HEAD /react HTTP/1.1
Host: registry.npmjs.org
Connection: close
User-Agent: [REDACTED]/0.1.0
HTTP/1.1 200 OK
Date: Thu, 30 Jan 2025 12:39:41 GMT
Content-Type: application/json
Connection: close
CF-Ray: 90a186b3687af23f-GRU
CF-Cache-Status: HIT
Accept-Ranges: bytes
Access-Control-Allow-Origin: *
Age: 24
Cache-Control: public, max-age=300
ETag: W/"5611f329debbb41fda058497d0d4c7d8"
Last-Modified: Wed, 29 Jan 2025 16:20:20 GMT
Vary: accept-encoding, accept
Server: cloudflare

Wha-What? A Weak ETag? How? Why?

How NPM CLI handles this

After some digging, it seems NPM’s CLI is quite… simple. It internally caches the contents for 5 minutes. After that, it just downloads it again.

Workarounds

We could (which does not mean we should) read the initial headers and drop the connection, but that does not mean we won’t receive the payload on a GET request, we will only be breaking HTTP semantics. After all, the remote will be shoving the payload to our connection nonetheless.

Another option would be perform the same GET, but using Range to not get a body, as it seems the server supports it.

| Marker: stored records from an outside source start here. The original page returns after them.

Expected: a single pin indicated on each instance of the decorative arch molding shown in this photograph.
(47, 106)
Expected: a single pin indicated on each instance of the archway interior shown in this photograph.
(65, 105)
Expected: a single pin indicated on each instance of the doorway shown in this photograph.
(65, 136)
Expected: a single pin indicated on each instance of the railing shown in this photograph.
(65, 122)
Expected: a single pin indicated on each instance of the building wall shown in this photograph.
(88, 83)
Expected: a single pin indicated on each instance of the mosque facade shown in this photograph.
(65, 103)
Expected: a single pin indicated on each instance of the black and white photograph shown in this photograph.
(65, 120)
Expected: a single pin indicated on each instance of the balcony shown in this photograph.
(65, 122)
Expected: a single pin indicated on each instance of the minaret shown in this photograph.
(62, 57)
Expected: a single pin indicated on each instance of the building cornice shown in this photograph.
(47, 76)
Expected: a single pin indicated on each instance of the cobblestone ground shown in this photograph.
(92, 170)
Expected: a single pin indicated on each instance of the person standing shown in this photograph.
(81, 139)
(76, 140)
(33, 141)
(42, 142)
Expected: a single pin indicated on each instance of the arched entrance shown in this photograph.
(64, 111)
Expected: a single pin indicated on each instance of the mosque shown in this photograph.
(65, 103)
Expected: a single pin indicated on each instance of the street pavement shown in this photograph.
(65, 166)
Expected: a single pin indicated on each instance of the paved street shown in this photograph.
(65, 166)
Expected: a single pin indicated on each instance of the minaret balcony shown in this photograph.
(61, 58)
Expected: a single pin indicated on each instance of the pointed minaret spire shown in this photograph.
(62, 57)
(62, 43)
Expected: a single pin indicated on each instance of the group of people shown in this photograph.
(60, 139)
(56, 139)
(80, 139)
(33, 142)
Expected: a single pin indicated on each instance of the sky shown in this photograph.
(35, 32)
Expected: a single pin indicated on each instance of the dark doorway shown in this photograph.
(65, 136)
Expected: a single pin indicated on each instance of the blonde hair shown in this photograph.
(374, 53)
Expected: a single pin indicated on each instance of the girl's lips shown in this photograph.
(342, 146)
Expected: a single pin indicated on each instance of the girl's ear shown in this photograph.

Let’s try:

Leveraging Range Header

The server seems to support byte ranges, as announced by the header Accept-Ranges: bytes. So let’s ask for a single byte. We will waste a single byte, but at least it’s not 30-50MB depending on the manifest. I’ll keep the If-None-Match just for extra measure.

GET /react HTTP/1.1
If-None-Match: "5611f329debbb41fda058497d0d4c7d8"
Range: bytes=0-0
Host: registry.npmjs.org
Connection: close
User-Agent: [REDACTED]/0.1.0
HTTP/1.1 206 Partial Content
Date: Thu, 30 Jan 2025 12:54:36 GMT
Content-Type: application/json
Content-Length: 1
Connection: close
Content-Range: bytes 0-0/5387821
CF-Ray: 90a19c9078a51b24-GRU
CF-Cache-Status: HIT
Access-Control-Allow-Origin: *
Age: 11
Cache-Control: public, max-age=300
ETag: "5611f329debbb41fda058497d0d4c7d8"
Last-Modified: Wed, 29 Jan 2025 16:20:20 GMT
Vary: accept-encoding, accept
Set-Cookie: _cfuvid=hY7zxXExF2P4mja1cX6ynhOfcoAuJzxR42SmGTiLJvY-1738241676925-0.0.1.1-604800000; path=/; domain=.npmjs.org; HttpOnly; Secure; SameSite=None
Server: cloudflare

{

Success! We got a single byte, and a 206 status response. Is that enough? I honestly don’t think so, considering that the server returns an ETag. But if that’s the only alternative, I’ll happily stick with it, although it feels a really, really hacky solution.

Contacting NPM Support

I raised a ticket with NPM support to understand what is going on, but so far, I haven’t found a suitable alternative.

Will update this once I get a response from the fine folks at NPM.